AIM: This observational study evaluated treatment patterns and survival for patients with stage I-IIIA non-small-cell lung cancer (NSCLC). MATERIALS &
METHODS: Adults newly diagnosed with NSCLC in 2012-2016 at IPO-Porto hospital were included. Treatment data were available for patients diagnosed in 2015-2016.
RESULTS: 495 patients were included (median age: 67 years). The most common treatments were surgery alone or with another therapy (stage I: 66%) and systemic anticancer therapy plus radiotherapy (stage II: 54%; stage IIIA: 59%).
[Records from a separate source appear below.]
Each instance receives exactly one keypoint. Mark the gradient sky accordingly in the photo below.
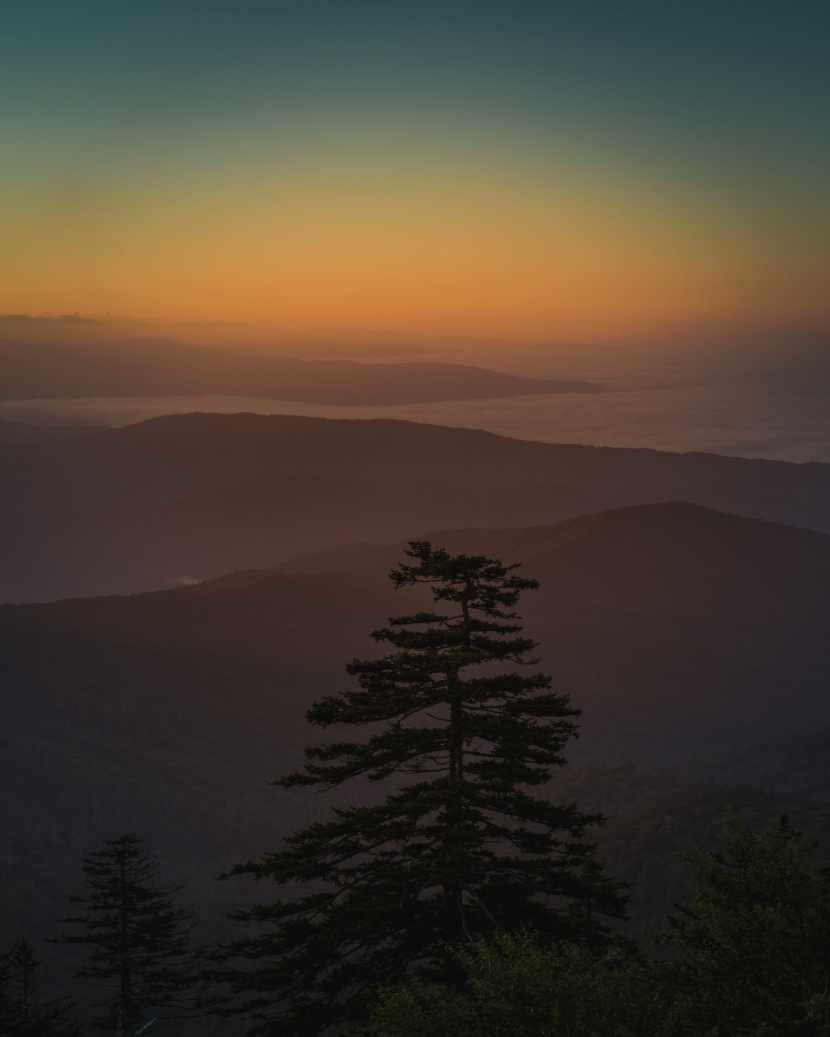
(491, 165)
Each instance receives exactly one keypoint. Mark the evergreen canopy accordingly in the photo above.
(137, 937)
(460, 847)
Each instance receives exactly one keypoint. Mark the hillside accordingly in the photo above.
(168, 712)
(194, 496)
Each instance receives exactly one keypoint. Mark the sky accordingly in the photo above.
(458, 165)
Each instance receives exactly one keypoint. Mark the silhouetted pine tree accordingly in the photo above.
(463, 850)
(137, 939)
(22, 1014)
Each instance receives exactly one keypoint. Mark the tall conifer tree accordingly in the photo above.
(461, 847)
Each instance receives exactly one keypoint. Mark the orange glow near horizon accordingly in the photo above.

One-year OS (95% CI) for patients with stage I, II and IIIA NSCLC (diagnosed 2012-2016) were 92% (88-96), 71% (62-82) and 69% (63-75), respectively; one-year OS (95% CI) for treated patients with stage I-II or stage IIIA NSCLC (diagnosed 2015-2016) were 89% (81-97) and 86% (75-98) for non-squamous cell and 76% (60-95) and 49% (34-70) for squamous cell NSCLC.
CONCLUSION: Treatment advances are strongly needed for stage I-IIIA NSCLC, especially for patients with squamous cell histology.
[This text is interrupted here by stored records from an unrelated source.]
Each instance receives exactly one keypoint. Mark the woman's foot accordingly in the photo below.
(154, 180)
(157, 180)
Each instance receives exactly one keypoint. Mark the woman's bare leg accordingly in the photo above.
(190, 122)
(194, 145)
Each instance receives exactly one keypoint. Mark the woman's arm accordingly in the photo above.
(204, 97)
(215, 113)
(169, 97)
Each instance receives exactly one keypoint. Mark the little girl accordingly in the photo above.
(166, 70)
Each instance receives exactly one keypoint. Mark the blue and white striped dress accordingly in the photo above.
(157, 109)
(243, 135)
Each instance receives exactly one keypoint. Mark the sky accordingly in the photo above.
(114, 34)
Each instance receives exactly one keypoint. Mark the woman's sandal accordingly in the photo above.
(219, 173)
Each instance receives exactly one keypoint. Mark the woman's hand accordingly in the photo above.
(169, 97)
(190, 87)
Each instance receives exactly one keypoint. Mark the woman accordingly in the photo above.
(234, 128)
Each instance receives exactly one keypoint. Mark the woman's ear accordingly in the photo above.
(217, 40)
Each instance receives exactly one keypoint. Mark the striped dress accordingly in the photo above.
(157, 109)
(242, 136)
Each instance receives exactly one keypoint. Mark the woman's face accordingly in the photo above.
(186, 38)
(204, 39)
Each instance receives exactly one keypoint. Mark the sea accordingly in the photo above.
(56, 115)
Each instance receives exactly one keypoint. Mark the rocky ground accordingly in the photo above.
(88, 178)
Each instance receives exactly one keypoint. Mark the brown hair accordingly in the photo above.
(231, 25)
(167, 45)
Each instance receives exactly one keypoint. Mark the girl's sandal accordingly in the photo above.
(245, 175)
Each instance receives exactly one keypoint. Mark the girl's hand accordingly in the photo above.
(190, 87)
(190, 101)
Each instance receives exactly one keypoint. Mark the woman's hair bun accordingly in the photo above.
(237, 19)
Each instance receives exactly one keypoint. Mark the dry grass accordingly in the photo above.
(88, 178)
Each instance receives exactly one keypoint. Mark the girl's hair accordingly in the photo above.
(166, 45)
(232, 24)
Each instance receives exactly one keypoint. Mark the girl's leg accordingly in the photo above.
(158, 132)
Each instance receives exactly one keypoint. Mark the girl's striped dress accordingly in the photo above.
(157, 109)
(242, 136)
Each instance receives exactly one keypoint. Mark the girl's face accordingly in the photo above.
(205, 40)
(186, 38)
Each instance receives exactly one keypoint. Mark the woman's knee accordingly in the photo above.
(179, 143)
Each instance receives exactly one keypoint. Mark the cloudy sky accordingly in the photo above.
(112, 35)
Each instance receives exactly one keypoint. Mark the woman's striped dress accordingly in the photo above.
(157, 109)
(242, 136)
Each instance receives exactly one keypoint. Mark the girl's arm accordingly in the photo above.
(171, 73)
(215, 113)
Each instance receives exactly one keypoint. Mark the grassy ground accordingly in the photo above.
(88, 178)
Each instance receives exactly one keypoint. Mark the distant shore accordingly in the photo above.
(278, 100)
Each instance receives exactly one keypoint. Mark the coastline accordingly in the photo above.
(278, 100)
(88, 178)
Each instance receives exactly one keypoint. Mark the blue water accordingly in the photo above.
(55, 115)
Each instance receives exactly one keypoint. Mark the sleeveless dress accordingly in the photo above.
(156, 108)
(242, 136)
Most patients with lung cancer are diagnosed with advanced disease as the physical symptoms occur late in disease progression [1]. However, approximately 20–30% of lung cancers, including non-small-cell lung cancer (NSCLC), are diagnosed at earlier stages of the disease (stages I–IIIA); this proportion is expected to increase with implementation of lung cancer screening in Europe [2-7].
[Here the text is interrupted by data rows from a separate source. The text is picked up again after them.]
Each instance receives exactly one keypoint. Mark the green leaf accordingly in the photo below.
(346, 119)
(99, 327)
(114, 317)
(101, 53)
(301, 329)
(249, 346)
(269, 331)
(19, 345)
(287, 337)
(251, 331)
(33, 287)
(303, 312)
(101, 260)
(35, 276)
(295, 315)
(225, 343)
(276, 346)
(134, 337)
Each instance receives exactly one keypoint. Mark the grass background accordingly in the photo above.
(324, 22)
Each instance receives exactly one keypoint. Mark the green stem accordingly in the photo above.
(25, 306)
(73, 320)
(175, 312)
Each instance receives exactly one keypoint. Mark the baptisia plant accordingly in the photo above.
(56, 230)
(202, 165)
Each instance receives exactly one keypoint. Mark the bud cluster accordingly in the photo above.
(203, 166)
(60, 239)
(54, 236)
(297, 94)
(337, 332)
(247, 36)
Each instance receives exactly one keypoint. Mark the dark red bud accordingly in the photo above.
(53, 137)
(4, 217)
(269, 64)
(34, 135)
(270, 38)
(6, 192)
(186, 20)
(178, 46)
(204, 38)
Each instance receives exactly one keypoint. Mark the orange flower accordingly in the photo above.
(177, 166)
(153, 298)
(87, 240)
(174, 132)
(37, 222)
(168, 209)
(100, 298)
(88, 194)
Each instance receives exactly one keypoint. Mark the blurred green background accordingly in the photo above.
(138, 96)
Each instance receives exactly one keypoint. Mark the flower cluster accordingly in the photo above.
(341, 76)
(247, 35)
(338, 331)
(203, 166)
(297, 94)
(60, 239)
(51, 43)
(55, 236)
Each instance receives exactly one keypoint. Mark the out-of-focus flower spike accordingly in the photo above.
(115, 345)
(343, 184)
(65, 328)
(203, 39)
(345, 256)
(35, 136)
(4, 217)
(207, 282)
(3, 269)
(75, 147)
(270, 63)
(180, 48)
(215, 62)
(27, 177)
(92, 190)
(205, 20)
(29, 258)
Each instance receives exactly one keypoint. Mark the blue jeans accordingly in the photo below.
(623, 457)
Current European Society for Medical Oncology (ESMO) guidelines for early-stage NSCLC recommend surgery for stages I and II with adjuvant chemotherapy recommended for stage II and considered for stage IB [1]. Radiotherapy is recommended as a nonsurgical option for stage I [1]. For resectable stage III disease, surgery with chemotherapy (adjuvant or induction) or induction concurrent chemoradiotherapy are recommended [1]; for unresectable stage III disease, concurrent or sequential chemoradiotherapy is recommended. These recommendations have not changed significantly from the previous 2013 guidelines [8]. With the availability of tyrosine kinase inhibitors and immune checkpoint inhibitors, studies are underway to determine their potential use in early-stage NSCLC, predominantly as neoadjuvant or adjuvant therapy [9,10].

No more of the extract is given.